# Air ride direct fit?



## jakkaroo (Feb 12, 2011)

Theres only one dude that has a write up on air and he was in finland.He said they fit fine,just beware that airbagit has a reputation of blowwing bags and horrible customer service. good luck man,custom would be a better solution cost a little more but would be much worth it.


----------



## H3LLON3ARTH (Dec 16, 2011)

I would never buy fro airbagit.com there cheap and shitty customer service they wont let you return jack ****.

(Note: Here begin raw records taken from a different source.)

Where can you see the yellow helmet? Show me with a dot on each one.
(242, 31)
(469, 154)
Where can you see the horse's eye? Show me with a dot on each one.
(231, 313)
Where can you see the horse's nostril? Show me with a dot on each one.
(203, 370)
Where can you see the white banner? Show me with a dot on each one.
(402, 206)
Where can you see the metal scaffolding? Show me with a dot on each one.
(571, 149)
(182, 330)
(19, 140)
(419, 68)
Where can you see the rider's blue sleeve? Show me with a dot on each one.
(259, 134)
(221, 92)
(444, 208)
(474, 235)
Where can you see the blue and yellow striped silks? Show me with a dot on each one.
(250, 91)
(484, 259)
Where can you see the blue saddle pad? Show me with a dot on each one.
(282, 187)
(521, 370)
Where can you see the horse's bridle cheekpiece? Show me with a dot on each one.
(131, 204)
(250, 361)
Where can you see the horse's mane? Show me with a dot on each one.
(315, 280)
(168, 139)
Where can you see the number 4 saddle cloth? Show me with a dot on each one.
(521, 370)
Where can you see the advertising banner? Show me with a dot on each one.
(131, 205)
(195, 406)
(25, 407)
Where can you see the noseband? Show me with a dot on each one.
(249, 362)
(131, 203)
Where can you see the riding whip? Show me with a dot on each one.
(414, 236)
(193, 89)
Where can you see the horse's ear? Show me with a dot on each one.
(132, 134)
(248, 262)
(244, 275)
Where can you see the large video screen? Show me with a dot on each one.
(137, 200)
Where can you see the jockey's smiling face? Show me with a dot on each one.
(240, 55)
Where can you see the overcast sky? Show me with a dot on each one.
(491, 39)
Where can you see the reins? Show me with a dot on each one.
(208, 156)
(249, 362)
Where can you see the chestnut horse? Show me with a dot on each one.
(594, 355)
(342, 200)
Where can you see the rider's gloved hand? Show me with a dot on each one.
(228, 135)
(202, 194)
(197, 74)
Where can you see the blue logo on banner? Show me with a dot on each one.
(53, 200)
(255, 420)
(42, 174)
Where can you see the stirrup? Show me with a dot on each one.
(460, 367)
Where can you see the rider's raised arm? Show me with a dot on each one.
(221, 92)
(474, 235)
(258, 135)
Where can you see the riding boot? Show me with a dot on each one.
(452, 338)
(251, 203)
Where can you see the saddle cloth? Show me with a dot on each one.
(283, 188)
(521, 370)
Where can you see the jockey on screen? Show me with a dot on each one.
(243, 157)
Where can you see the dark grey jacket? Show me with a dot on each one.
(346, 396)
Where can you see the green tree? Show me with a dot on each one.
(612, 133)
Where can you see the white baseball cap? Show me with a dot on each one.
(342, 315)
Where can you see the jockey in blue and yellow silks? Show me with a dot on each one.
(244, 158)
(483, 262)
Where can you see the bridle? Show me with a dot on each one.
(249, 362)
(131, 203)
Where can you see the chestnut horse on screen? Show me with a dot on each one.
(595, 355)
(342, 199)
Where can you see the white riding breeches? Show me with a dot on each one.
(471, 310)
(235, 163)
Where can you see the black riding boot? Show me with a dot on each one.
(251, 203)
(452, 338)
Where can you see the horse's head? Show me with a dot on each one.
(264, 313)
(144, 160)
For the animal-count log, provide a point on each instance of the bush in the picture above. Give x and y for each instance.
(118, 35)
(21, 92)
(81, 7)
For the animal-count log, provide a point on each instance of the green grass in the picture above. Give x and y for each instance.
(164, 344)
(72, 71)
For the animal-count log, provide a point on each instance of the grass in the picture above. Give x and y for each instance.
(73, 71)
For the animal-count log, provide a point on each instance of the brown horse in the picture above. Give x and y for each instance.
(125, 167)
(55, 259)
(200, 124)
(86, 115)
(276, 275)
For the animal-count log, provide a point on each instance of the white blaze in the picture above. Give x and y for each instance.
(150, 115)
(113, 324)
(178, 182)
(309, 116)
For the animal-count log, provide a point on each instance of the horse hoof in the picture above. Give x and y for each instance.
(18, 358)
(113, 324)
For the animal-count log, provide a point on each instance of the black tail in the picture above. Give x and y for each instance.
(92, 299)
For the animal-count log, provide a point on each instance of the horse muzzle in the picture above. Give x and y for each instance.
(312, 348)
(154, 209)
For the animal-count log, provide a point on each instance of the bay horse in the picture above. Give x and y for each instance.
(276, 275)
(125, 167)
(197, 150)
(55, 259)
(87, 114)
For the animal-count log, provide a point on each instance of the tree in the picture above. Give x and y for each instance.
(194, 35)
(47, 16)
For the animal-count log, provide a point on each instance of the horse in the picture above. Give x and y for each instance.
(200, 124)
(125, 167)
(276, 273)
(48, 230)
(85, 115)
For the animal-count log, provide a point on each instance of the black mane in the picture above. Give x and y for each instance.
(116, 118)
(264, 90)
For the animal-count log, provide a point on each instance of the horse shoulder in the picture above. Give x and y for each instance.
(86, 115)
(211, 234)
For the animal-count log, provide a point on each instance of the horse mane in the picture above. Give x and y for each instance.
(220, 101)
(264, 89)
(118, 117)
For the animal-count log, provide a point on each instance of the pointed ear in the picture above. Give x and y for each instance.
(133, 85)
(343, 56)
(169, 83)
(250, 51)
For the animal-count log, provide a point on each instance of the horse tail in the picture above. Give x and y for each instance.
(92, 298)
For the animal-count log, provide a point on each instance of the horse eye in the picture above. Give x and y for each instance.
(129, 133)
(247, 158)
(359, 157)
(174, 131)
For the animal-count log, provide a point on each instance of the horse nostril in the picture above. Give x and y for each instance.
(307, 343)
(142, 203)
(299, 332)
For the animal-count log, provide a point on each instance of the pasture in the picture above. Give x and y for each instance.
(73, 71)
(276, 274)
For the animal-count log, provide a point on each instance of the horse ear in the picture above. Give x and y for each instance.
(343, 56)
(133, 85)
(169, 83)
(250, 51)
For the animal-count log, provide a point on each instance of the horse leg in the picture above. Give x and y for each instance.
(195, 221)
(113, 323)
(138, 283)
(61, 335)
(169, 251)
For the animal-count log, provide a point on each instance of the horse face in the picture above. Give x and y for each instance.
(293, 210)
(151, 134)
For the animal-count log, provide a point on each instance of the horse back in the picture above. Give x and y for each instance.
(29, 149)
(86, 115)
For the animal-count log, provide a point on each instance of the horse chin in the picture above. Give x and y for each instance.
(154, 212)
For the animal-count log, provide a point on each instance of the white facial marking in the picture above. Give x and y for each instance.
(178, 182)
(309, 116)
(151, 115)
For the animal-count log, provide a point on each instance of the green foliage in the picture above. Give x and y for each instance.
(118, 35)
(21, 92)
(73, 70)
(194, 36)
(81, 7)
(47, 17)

Sent from AutoGuide.com Free App


----------



## JWishnok (Dec 15, 2012)

Well thats enough to keep me away thanks fellas!


----------



## H3LLON3ARTH (Dec 16, 2011)

JWishnok said:


> Well thats enough to keep me away thanks fellas!

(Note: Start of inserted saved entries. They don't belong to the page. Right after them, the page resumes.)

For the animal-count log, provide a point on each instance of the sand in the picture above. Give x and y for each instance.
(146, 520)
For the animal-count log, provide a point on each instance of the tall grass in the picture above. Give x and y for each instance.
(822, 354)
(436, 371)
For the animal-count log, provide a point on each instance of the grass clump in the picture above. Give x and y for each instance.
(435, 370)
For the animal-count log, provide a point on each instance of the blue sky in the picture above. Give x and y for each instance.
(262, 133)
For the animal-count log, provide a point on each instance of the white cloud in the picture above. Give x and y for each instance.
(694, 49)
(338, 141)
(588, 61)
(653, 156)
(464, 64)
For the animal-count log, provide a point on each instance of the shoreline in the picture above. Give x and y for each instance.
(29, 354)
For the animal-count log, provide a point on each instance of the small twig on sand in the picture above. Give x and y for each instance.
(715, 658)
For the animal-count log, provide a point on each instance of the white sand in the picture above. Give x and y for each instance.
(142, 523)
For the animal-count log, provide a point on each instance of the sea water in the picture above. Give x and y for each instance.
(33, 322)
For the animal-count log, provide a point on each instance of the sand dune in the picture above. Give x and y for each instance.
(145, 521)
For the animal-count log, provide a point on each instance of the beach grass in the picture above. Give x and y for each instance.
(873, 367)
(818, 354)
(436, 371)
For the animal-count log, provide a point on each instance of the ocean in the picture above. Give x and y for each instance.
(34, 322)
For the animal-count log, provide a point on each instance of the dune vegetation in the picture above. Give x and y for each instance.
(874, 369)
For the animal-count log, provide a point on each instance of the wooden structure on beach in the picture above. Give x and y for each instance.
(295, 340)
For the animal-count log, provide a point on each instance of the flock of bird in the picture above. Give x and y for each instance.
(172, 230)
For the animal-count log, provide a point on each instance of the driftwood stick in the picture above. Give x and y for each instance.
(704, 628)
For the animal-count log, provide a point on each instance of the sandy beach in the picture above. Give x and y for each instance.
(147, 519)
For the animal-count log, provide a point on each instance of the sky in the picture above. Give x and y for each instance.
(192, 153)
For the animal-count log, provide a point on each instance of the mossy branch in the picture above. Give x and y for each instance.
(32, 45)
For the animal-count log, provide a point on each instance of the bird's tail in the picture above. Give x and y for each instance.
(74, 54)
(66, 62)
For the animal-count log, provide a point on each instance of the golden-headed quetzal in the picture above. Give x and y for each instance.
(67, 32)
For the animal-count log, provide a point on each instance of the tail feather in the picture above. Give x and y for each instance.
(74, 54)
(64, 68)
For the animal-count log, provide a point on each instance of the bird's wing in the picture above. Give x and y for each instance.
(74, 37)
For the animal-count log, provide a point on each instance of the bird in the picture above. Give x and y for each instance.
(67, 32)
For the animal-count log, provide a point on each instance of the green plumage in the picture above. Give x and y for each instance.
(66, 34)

I usually google a company to see there reveiws.


----------



## Mick (Dec 31, 2011)

**** I was getting excited for the price.

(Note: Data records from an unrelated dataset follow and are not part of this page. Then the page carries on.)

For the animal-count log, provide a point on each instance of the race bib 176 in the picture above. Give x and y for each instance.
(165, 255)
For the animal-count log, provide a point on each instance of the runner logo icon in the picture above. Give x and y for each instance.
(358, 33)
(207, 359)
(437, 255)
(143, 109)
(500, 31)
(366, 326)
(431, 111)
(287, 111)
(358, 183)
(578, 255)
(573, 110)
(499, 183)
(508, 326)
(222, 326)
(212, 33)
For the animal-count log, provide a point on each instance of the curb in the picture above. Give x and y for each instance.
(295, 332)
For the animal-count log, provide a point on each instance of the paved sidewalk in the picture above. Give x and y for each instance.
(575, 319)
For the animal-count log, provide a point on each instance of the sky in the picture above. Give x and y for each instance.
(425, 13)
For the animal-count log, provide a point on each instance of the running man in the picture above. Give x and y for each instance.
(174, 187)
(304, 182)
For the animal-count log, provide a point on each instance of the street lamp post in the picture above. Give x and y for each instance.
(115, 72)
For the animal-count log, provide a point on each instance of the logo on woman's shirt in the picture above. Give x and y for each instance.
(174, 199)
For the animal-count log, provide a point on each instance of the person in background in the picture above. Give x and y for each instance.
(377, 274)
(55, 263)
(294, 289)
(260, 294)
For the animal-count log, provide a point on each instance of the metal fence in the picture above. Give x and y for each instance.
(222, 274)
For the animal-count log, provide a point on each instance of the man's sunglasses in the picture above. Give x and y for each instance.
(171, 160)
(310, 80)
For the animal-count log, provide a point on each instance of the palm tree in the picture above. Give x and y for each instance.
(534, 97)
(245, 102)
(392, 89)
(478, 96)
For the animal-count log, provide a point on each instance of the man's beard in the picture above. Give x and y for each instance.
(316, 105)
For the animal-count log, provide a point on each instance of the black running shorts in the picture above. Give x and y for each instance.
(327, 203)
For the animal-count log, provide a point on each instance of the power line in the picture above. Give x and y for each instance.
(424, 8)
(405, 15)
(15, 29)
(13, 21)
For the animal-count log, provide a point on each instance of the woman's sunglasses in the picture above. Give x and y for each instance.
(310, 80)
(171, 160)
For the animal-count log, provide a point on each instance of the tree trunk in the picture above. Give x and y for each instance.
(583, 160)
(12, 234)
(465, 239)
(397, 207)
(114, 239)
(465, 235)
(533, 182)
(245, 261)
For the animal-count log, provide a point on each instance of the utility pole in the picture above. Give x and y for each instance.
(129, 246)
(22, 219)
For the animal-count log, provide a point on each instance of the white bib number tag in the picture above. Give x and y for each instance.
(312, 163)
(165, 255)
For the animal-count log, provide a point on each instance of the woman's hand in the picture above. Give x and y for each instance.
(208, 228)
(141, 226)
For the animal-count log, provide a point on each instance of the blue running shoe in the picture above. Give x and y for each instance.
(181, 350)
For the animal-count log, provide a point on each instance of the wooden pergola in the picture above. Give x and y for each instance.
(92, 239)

Sent from AutoGuide.com Free App


----------



## MINI 3NI (Sep 11, 2011)

my last car had a kit from them.............................................buy the bags elsewhere, 

the compressor, tank, and components are ok, and make sure its the digital remote. Its the only decent one unless you are good at reading gauges.


----------



## H3LLON3ARTH (Dec 16, 2011)

MINI 3NI said:


> my last car had a kit from them.............................................buy the bags elsewhere,
> 
> the compressor, tank, and components are ok, and make sure its the digital remote. Its the only decent one unless you are good at reading gauges.


Never buy bags from them

Sent from AutoGuide.com Free App


----------